The rack made the  loading easier than I had done before, I'm always having to reach all the way to the bottom of the kiln to set several wires along one row at a time, it can get tedious  and tiring after a while.  I took the rack to the table, beads on a plate and started filling it.  When I was done I picked the whole thing and put it in the kiln and voila' I was done.  The wires I used were about 7" long, this gave plenty of room for the wire to go across and pass the holes on the opposite side, and after I had filled the rack I realized if I play it well I can hang stuff on the outside too!  Note that if you put something on one end, make sure to put an item on the same wire on the other end, so the weight does not tip the item on the other side because the wire will be lifted a little bit until the hole stops it.  Basically use a balance approach.  The pictures above were taken before loading into kiln.


Rack has been set on top section of kiln 

The picture right above here you can see the left row is where I hung the pendants I talked about above, and also two pendants on the outside of the rack one on each side.  I want to point out also that putting these pieces on the outside (specially the pendant row because of its weight) will avoid sagging of the wire thus avoiding pendants to stick to rack floor.  For those of you who are not ceramic people, things to look out for when doing a glaze firing is that things cannot touch (or rack sides) otherwise they will stick together and will not be usable, you can also see that not all wires had items on the outside because they'd be too close risking getting stuck.




I really liked the bead rack.

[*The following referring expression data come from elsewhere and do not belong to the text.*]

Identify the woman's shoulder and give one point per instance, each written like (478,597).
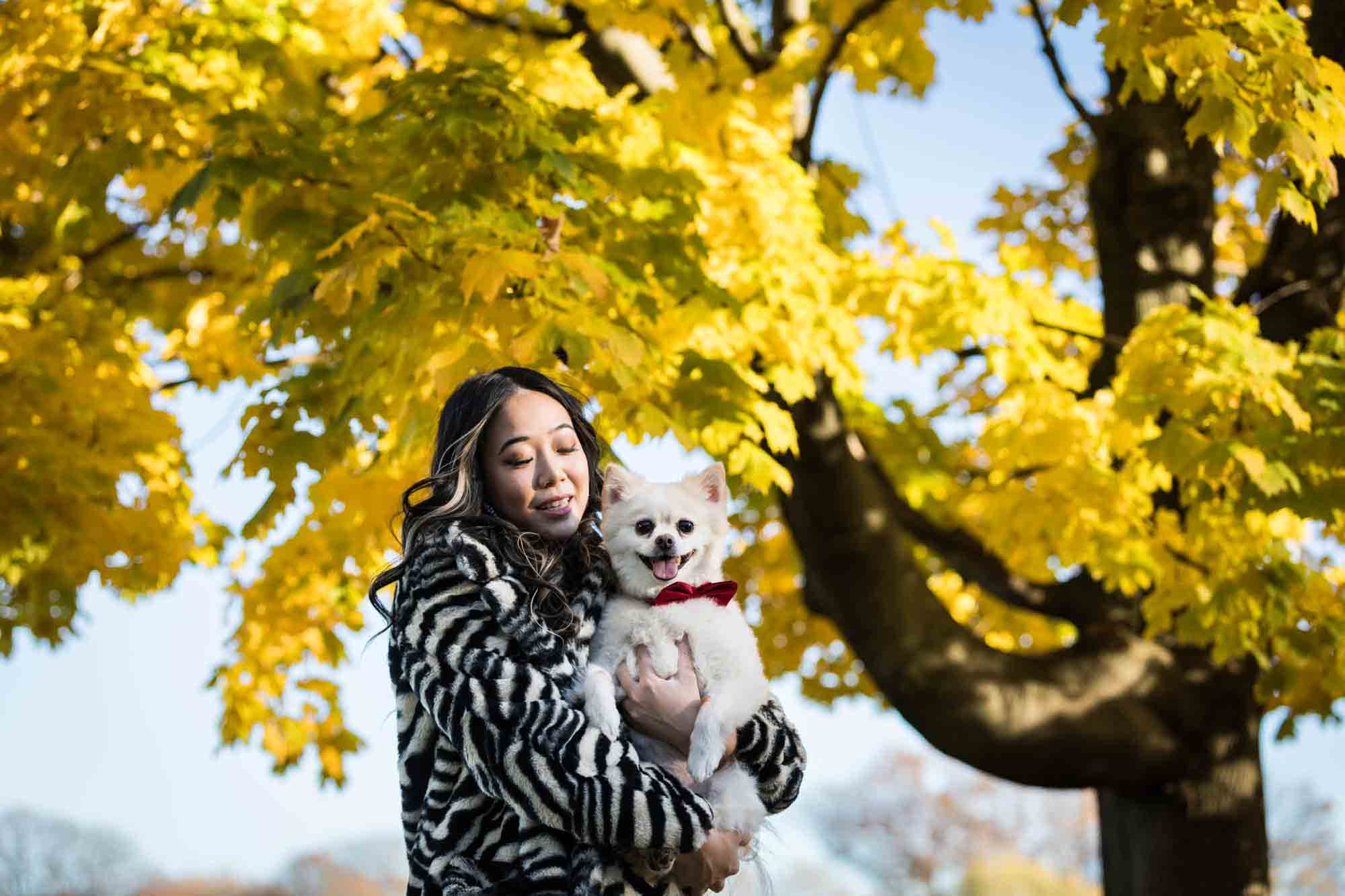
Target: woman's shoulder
(455,548)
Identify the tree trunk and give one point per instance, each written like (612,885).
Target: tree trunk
(1203,834)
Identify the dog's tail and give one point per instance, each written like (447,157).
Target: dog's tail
(754,879)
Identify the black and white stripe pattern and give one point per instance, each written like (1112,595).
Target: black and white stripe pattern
(506,788)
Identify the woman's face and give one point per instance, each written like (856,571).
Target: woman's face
(536,470)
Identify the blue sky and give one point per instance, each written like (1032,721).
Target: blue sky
(118,728)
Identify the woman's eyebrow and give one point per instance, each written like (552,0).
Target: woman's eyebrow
(510,442)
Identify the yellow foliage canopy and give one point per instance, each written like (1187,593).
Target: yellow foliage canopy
(291,196)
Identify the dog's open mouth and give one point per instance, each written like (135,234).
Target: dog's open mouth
(666,568)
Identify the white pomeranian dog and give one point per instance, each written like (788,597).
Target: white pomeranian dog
(666,541)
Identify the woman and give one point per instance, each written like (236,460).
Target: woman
(505,786)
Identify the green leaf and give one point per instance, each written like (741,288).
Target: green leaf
(189,193)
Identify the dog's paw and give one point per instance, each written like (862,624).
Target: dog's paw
(704,759)
(606,719)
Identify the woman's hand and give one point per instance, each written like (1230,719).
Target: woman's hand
(662,708)
(712,865)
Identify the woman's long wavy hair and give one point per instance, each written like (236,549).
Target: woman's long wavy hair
(455,489)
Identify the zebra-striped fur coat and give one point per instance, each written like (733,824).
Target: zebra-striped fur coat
(506,788)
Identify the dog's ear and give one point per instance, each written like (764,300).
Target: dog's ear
(618,483)
(711,483)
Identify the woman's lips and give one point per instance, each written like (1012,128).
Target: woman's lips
(560,507)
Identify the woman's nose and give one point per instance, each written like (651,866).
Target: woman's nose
(548,474)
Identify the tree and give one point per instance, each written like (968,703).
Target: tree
(1086,568)
(45,856)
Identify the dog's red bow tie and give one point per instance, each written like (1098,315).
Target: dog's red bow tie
(720,592)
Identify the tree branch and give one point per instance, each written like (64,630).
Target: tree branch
(802,151)
(1062,79)
(1091,708)
(786,15)
(1297,287)
(744,38)
(510,22)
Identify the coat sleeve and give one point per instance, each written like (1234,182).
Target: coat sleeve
(523,741)
(771,751)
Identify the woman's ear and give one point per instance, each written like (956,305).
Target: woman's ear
(617,485)
(711,483)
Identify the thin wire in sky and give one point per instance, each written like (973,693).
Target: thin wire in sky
(872,145)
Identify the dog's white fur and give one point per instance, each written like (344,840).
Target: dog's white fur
(724,649)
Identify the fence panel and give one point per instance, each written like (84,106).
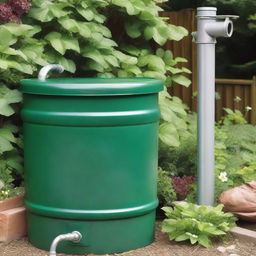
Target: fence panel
(236,94)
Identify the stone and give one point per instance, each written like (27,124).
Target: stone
(12,224)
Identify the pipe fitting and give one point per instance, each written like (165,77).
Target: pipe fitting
(45,70)
(220,28)
(75,237)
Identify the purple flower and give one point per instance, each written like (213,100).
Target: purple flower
(5,12)
(19,7)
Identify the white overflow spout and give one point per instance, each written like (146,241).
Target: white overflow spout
(209,27)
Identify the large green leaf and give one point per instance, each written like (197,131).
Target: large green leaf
(182,80)
(62,43)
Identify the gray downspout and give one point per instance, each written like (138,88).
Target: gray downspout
(209,27)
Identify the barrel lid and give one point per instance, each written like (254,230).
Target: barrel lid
(92,86)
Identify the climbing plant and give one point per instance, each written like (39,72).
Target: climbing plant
(104,38)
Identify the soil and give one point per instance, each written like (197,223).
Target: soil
(161,247)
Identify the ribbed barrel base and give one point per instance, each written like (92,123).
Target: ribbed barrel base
(99,236)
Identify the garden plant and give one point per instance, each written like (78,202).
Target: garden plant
(102,38)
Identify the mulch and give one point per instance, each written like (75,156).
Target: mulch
(161,247)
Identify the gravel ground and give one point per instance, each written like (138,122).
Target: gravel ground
(161,247)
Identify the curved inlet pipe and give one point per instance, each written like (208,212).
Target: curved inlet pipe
(45,70)
(75,237)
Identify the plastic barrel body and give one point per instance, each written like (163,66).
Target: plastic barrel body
(91,166)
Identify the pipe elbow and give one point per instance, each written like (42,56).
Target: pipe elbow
(220,28)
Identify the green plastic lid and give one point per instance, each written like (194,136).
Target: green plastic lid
(92,86)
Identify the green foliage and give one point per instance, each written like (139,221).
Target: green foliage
(11,192)
(235,150)
(248,173)
(80,32)
(81,36)
(198,224)
(165,191)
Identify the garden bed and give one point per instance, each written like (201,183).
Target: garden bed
(161,247)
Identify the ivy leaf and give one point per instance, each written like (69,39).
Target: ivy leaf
(158,37)
(148,32)
(62,43)
(75,26)
(86,13)
(176,32)
(180,79)
(5,37)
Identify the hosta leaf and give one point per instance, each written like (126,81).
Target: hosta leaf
(204,241)
(126,4)
(182,237)
(125,58)
(154,74)
(133,29)
(112,60)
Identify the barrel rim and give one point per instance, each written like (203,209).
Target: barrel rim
(92,86)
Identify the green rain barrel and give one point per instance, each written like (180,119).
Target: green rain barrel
(90,147)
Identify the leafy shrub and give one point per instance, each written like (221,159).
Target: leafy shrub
(248,173)
(80,35)
(12,10)
(182,185)
(198,224)
(82,32)
(165,191)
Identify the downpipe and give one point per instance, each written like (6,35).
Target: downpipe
(75,237)
(209,27)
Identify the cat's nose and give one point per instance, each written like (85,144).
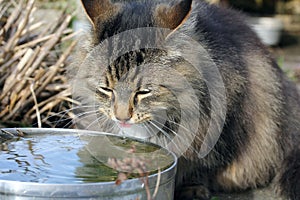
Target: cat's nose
(123,120)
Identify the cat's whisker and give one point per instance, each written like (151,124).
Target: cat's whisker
(165,133)
(101,119)
(64,115)
(153,134)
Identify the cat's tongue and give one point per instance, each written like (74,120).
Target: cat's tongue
(125,125)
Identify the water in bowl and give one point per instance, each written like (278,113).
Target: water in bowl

It's durable, small, stackable.  The size is perfect for my kiln, it was a breeze to fill up and load in kiln.   I am going to order a second one since they are stackable, two will fit just right in my little kiln.  I could see these racks be made in bigger sizes too, I think they could  be used with larger kilns where you could have several in one firing.  I do want to say that this load took fewer beads than I usually put in the kiln, but saving my back from being tired and in pain for the years to come, is worth it to me.  The price for the bead rack is $34.95 plus shipping.  You can get the rods to suspend the beads and pendants also at Bisque Bead Supply click Supplies on the left and it will give you the choice to check the different sizes and gauge.  The wire that I used to fire the beads is nichrome high fire wire, I buy this at my local supplier and it's gauge 17.

If you think you might want to save time in loading your kiln I'd say give this rack a try.  They are available at Bisque Bead Supply made by ceramic people and most of all it is made  in the USA.   You can also buy lots of bisque items that are ready to be glazed and fired, their selection is really big for lots of designs for your ceramic jewelry.  BBS is family owned by Marla James.

Please let me know what you think and if maybe you are thinking of getting one. Wednesday I will post my experience of the results of this firing, it was the first time I did a one time firing.... stay tuned for the results of the firing and close ups of the items pictured above.

9 comments:

Terrace Hill said...

So cool to see the process. Thanks for sharing :)

Melinda Orr said...

I'm thinking I can make something similar but larger...I like the concept though! Thanks for sharing! It seems like beads take up so much space...it would be so much easier to fire a couple hundred pieces and get it over with!

QuirkynBerkeley said...

Love to see the process. Very interesting. Great blog post!

Yolanda M. said...

Thank you all for stopping by, process is long but worth the wait!

Melinda let us know if you make something bigger, I'm always in hopes of getting a bigger kiln... so will probably get some new racks then.

aubepine said...

Wow, I love seeing the process! Thanks so much for sharing!

maryharding said...

Great post Yolanda. You are the master of kiln loading so I take your review very seriously. If you find it helpful I imagine I would too. When stacked will they fill the entire kiln to the top?

Yolanda M. said...

There is some clearance Mary, they are 3" high, so two would make it 6". our kilns are 8" high.

Thank you Jen and Mary for your kind comments!

Stephanie said...

Thanks for sharing your bead rack experience... I like the bead rack, too, and your beads are so pretty!

Thanks again!!

Yolanda M. said...

Your're welcome Stephanie and thank you for stopping by. If you read this come back tomorrow, I will be having a little giveaway on the blog.